The shredded red turnips were lovely, looking more like red radishes than they did turnips. I decided to make another jar of turnip kraut using purple top turnips, since I have plenty of those in the garden too. I processed the purple top turnips into shreds using the same medium grater. For both batches, I added 2 tsp (10g) of salt to a pound of grated turnips.
Since I had a bit of extra cabbage and turnips (salted already) left over after filling the jars, I decided to make a batch of mixed kraut as well. I grated a carrot from the garden using a fine grater to add to the mix, and packed it all into a wide mouth pint jar. When I was finished I had a quart jar of cabbage, two pint jars of turnips, and a pint jar of mixed kraut. It certainly made for a colorful mix in the jars, and I hope it tastes as good as it looks.

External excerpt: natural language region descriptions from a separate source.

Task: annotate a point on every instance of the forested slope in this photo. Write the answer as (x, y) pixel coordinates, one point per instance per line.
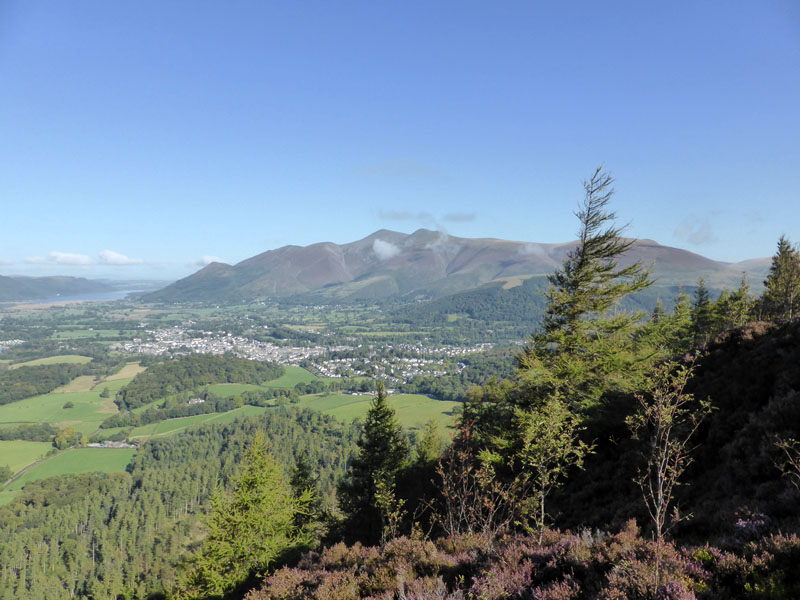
(100, 536)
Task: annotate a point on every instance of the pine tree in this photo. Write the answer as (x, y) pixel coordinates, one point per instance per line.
(587, 347)
(383, 452)
(781, 299)
(702, 314)
(248, 529)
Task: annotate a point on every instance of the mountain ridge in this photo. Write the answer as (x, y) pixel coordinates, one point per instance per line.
(422, 265)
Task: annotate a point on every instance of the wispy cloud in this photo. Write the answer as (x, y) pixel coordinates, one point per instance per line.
(404, 170)
(106, 258)
(384, 250)
(206, 260)
(695, 230)
(60, 258)
(459, 217)
(427, 219)
(109, 257)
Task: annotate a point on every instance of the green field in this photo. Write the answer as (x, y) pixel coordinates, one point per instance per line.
(289, 379)
(54, 360)
(18, 454)
(413, 410)
(74, 334)
(173, 426)
(88, 411)
(78, 460)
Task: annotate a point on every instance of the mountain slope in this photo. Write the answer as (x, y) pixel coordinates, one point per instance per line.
(17, 288)
(425, 264)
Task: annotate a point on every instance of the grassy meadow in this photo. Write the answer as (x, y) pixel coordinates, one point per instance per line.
(18, 454)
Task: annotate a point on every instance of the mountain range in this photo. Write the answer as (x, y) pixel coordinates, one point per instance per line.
(16, 288)
(424, 265)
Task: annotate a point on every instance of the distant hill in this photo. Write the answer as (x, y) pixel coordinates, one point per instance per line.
(16, 288)
(421, 266)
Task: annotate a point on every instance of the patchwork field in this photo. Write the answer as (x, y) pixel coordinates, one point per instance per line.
(54, 360)
(173, 426)
(17, 454)
(77, 460)
(413, 410)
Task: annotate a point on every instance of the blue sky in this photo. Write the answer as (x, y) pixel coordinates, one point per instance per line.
(140, 139)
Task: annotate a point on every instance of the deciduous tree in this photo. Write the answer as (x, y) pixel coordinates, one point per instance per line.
(586, 346)
(383, 451)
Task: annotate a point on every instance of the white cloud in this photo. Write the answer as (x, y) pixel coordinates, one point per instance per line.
(532, 250)
(384, 250)
(109, 257)
(459, 217)
(207, 260)
(695, 230)
(404, 170)
(60, 258)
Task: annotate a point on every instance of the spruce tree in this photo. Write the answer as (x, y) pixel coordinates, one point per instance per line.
(249, 529)
(702, 314)
(781, 300)
(382, 453)
(587, 345)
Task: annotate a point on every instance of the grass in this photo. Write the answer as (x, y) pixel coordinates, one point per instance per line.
(83, 383)
(54, 360)
(18, 454)
(173, 426)
(74, 334)
(86, 414)
(291, 378)
(413, 410)
(77, 460)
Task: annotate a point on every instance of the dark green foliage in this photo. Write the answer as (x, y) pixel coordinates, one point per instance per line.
(781, 299)
(210, 404)
(33, 432)
(382, 452)
(586, 349)
(106, 535)
(25, 382)
(249, 528)
(191, 373)
(702, 314)
(564, 566)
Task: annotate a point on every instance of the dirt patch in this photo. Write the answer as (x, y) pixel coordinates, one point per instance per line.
(129, 371)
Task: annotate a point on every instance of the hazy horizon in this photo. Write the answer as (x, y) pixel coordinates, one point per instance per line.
(143, 141)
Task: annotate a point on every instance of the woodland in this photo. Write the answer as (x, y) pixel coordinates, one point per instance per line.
(620, 454)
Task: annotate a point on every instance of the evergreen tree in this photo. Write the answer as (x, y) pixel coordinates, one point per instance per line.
(587, 348)
(249, 529)
(383, 452)
(781, 299)
(702, 314)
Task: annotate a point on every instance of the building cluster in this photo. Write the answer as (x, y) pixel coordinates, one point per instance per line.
(178, 340)
(398, 362)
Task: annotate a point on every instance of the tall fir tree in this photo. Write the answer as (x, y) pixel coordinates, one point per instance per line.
(781, 299)
(587, 346)
(702, 314)
(249, 529)
(383, 452)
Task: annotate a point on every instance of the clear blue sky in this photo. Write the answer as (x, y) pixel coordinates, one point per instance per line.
(159, 133)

For making the cabbage sauerkraut, I referenced two books I have about fermenting foods: Real Food Fermentation by Alex Lewin and The Complete Idiot’s Guide To Fermenting Foods by Wardeh Harmon. For the turnip kraut, Mother Earth has an article from way back in 1983 titled How To Make Turnip Kraut that outlines the process.
I hope you have enjoyed reading about our sauerkraut making fun here at Happy Acres. I hope to do some more pickling with our fall veggies later in the week.